ARMA Model — System Identification Walkthrough

This notebook demonstrates the four-step system identification process for a univariate time series using the ARMA model class.

Step	Task	Tool
1	Choose a model class	Domain knowledge
2	Select model order	`uniAnal` — ACF, PACF, GPAC
3	Estimate parameters	`estimate`, `pmoddisp`
4	Validate the model	`uniAnal` on residuals, `uniChi`

Dataset: Box-Jenkins Series A — Chemical Concentration (197 observations)

The ARMA(\(n_d\), \(n_c\)) model is

\[D(q)\,y(t) = C(q)\,e(t)\]

where

\[D(q) = 1 + d_1 q^{-1} + \cdots + d_{n_d} q^{-n_d}\]

and

\[C(q) = 1 + c_1 q^{-1} + \cdots + c_{n_c} q^{-n_c}\]

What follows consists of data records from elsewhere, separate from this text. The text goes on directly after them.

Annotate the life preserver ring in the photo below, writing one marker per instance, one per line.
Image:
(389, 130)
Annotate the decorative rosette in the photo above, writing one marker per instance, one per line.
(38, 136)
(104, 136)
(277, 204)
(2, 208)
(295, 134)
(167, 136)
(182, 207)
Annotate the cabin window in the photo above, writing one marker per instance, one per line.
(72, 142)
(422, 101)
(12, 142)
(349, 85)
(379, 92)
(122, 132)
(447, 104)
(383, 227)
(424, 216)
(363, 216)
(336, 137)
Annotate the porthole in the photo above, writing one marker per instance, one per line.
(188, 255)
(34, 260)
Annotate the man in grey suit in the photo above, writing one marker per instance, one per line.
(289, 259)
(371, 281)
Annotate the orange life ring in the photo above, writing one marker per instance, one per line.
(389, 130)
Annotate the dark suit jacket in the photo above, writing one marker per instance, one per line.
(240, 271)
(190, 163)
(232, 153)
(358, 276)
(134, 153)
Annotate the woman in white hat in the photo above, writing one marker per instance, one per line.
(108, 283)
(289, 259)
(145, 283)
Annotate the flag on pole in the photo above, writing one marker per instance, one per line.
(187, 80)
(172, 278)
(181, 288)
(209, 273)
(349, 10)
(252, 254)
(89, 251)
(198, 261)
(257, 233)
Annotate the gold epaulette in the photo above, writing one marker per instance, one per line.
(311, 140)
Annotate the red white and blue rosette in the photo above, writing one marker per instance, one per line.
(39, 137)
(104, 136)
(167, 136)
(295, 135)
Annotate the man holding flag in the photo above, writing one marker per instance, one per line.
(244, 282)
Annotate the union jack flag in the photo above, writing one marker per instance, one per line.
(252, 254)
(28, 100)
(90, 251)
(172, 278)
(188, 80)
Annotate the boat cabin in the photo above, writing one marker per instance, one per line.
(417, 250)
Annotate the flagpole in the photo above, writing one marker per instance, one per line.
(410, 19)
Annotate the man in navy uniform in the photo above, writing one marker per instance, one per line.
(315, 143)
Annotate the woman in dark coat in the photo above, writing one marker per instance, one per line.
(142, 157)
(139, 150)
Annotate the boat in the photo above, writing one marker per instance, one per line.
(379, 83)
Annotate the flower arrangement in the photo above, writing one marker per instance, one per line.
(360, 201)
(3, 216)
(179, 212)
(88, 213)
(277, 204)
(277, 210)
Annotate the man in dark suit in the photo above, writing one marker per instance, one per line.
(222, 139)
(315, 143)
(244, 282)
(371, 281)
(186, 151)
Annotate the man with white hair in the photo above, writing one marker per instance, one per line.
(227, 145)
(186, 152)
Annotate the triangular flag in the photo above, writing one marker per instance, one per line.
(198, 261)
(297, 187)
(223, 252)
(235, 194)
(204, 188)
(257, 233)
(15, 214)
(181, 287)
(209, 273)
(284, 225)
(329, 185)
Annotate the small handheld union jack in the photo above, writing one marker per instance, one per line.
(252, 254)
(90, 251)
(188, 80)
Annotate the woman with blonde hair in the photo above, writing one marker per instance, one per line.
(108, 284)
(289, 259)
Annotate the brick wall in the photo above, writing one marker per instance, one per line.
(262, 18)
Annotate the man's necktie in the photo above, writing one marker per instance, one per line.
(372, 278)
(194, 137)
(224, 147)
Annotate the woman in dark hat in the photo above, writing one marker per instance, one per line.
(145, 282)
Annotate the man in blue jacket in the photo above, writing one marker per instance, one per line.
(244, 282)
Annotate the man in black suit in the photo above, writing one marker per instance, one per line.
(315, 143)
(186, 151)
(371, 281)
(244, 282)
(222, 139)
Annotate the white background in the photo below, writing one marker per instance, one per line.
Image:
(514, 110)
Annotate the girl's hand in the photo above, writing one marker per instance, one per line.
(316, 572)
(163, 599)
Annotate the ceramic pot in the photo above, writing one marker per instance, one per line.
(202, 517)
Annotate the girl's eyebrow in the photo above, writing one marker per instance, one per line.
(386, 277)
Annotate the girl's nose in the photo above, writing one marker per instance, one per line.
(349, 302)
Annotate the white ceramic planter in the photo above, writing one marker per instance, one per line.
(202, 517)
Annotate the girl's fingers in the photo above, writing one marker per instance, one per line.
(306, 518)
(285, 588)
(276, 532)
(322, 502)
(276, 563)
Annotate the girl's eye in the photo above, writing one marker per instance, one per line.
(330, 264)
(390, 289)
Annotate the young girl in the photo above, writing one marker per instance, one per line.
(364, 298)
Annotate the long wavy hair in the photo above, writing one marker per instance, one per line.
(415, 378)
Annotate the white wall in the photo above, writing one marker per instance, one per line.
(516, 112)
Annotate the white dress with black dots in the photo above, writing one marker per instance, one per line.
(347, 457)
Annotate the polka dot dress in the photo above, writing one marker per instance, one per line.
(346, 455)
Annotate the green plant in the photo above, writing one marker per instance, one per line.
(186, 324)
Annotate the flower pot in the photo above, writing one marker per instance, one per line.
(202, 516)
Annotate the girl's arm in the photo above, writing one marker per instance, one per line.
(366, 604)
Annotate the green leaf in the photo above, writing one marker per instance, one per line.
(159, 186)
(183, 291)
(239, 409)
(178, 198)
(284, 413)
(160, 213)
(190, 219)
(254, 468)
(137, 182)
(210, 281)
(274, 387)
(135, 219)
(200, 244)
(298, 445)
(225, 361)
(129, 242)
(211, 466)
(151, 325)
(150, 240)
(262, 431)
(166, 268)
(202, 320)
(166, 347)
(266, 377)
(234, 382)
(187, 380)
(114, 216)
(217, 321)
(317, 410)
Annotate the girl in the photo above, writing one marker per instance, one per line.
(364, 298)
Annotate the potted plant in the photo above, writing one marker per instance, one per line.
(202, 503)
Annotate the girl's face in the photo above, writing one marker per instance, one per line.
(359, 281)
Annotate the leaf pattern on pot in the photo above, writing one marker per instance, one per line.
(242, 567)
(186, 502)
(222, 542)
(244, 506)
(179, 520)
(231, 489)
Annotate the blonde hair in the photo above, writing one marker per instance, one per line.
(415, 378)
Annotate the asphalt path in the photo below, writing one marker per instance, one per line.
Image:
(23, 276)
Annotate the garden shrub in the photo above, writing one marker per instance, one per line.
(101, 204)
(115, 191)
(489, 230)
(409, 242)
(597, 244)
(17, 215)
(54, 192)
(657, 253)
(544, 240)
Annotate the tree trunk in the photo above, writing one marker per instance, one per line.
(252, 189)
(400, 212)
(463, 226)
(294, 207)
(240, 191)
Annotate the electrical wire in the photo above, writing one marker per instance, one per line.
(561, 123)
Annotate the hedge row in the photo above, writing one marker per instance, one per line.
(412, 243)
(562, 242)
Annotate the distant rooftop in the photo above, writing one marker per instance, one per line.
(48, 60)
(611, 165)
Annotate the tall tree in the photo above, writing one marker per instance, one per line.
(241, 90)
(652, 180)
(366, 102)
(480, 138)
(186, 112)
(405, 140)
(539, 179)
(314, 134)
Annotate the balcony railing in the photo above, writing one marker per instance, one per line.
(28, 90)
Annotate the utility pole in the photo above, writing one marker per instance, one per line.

The noise is modeled by the transfer function \(H(q) = C(q)/D(q)\).

[2]:

import numpy as np
import matplotlib.pyplot as plt
import sys
import os
import pandas as pd

# Add TimeSeries root directory to path
current_dir = os.getcwd()
timeseries_root = os.path.abspath(os.path.join(current_dir, '..', '..', '..'))
if timeseries_root not in sys.path:
    sys.path.insert(0, timeseries_root)

from TimeSeriesSRC.Model.model import pmodel
from TimeSeriesSRC.Model.estimate import estimate
from TimeSeriesSRC.Model.selpmod import func_selpmod as selpmod
from TimeSeriesSRC.basefunctions.uniAnal import func_uniAnal as uniAnal
from TimeSeriesSRC.basefunctions.uniChi import func_uniChi as uniChi
from TimeSeriesSRC.basefunctions.partoacf import func_partoacf_pmod as partoacf_pmod
from TimeSeriesSRC.Model.pmodmse import func_pmodmse as pmodmse
from TimeSeriesSRC.Model.pmoddisp import func_pmoddisp as pmoddisp
from TimeSeriesSRC.Model.pmoddisp import func_pmodpzplot as pmodpzplot

np.random.seed(42)
print('Setup complete.')

Setup complete.

Series A — Chemical Concentration

Box-Jenkins Series A is a univariate time series of 197 concentration measurements from a chemical process. There is no observed external input, making the ARMA class the natural starting point. The series mean is removed before modeling.

[3]:

data_path = os.path.join(timeseries_root, 'TimeSeriesSRC', 'TestData', 'Series_A_Chemical_Concentration.csv')
df = pd.read_csv(data_path)
y = np.array(df['Concentration'])

Step 1 — Choose a Model Class

With no external input, the general prediction model \(y(t) = G(q)u(t) + H(q)e(t)\) reduces to a pure noise model:

\[y(t) = H(q)\,e(t) = \frac{C(q)}{D(q)}\,e(t)\]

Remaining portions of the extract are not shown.